Advertisement

Police: Sexual Facebook messages, video chats launched Lapeer County investigation

At least four girls claim 35-year-old Jeremy Stiven sexually abused them a dozen times
Published: Nov. 13, 2020 at 4:49 PM EST
Email This Link
Share on Pinterest
Share on LinkedIn

LAPEER COUNTY, Mich. (WJRT) - Police say sexual Facebook messages and video chats started police on a manhunt across several states for a Lapeer County man, ending with his arrest in the mountains of Arkansas.

Investigators say 35-year-old Jeremy Stiven later confessed to more than a dozen child sex incidents spanning a year and a half in Lapeer County, Genesee County and Alabama. He was arrested Nov. 4 in a mountainous area of the Ouachita National Forest in Montgomery County, Arkansas.

The Lapeer County Sheriff’s Office began investigating Stiven on Oct. 30, when parents of a 9-year-old girl brought some concerning Facebook messages to their attention.

“They were sexual. There were live video chats going on. Mainly text message conversation,” said Det. Sgt. Robert Wells.

He said the communication had been ongoing for several months. When authorities interviewed the young girl, Wells said they learned Stiven also sexually assaulted her.

However, Stiven just moved to live with his mom in Alabama. Police say he skipped town as soon as he learned he was under investigation.

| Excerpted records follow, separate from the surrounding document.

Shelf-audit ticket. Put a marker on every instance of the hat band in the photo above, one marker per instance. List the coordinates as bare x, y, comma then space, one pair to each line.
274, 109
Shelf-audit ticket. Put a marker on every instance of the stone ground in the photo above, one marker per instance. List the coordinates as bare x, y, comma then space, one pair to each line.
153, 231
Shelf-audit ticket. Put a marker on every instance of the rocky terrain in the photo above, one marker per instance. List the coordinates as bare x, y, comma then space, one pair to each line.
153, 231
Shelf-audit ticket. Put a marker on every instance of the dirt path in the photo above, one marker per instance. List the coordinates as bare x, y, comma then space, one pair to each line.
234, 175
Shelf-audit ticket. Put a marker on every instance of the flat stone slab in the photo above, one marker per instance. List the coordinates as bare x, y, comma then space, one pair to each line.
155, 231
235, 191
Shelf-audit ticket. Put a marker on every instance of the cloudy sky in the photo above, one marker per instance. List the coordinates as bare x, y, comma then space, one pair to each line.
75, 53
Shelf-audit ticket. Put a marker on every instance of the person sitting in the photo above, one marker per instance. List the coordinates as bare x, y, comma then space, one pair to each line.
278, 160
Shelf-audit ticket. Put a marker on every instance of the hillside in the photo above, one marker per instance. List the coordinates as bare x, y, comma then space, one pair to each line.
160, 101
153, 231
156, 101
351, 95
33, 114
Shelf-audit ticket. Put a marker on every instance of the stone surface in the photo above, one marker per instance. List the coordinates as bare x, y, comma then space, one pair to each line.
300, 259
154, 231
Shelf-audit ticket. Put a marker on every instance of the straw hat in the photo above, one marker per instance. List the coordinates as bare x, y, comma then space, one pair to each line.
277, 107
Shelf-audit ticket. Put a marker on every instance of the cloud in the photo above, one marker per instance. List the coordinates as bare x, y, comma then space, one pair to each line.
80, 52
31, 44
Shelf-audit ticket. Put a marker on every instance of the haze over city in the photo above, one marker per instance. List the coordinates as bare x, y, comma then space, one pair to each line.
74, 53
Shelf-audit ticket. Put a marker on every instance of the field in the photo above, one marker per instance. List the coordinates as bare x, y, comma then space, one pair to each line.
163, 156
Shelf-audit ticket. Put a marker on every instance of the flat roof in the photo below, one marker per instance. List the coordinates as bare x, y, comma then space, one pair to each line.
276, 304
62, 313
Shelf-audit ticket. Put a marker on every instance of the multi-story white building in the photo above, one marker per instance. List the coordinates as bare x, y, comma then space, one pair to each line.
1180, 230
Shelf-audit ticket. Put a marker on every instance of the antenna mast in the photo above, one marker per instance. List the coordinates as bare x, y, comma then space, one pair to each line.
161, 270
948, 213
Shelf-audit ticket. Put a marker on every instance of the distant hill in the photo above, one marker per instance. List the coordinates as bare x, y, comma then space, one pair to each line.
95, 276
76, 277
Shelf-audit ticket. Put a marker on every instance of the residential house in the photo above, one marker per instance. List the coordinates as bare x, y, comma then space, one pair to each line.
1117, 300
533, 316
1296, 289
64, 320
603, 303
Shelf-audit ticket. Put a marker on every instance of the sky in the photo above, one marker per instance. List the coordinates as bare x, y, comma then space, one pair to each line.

“He armed himself with the .45-caliber pistol and left his mother’s house,” Wells said. “We didn’t really know where he was going. His mother thought he might be going to Alaska. But we started pinging his cell phone and we tracked him to that Oauchita National Forest in Arkansas.”

Wells obtained an arrest warrant for Stiven on Nov. 3 and contacted the local police in Arkansas, who started looking. Stiven’s cell phone pinged in the mountainous Ouachita National Forest, which is about 1.8 million acres.

“I had been told that he was suicidal and that he probably wasn’t going to go quietly and that he would likely commit suicide by cop,” Wells said. “So at that point, I’m concerned for many reasons.”

He started texting Stiven, encouraging him to turn himself in. Wells said their pings were only able to get within about 15 miles of Stiven’s cell phone.

Stiven then called Wells on Nov. 5.

“Right as I’m talking with him on speaker phone, the Montgomery County Sheriff’s Office rolls up right behind him and took him into custody,” Wells said.

Soon after Stiven’s arrest, Wells said three more victims came forward. All were young girls who were just 8 or 9 years old at the time it’s alleged Stiven sexually assaulted each of them -- a total of about a dozen times over a year and a half in Alabama and Michigan.

Wells said the victims were not random and Stiven knew each of them previously.

“Parents need to understand that the internet’s dangerous and this guy isn’t the only guy out there,” Wells said.

He advises parents to be nosy, pay attention to where kids are and what they are doing on their cell phones, tablets, laptops.

“There are apps out there that can let you know who your kids are talking to, what apps they’re downloading onto their phones. Lots of things like that,” Wells said. “That’s the way I would do it.”

Any parents with suspicions about their children’s activity online should not hesitate to call police, he said. He understands kids may be embarrassed or fearful their parents won’t listen to them.

“No two victims are the same and they may act totally different,” Wells said. “Some may act totally fine and some, it’ll be clear that there’s something wrong. You just have to know your child, and know that what their baseline behavior is like, and any, any deviation from that there may be something going on.”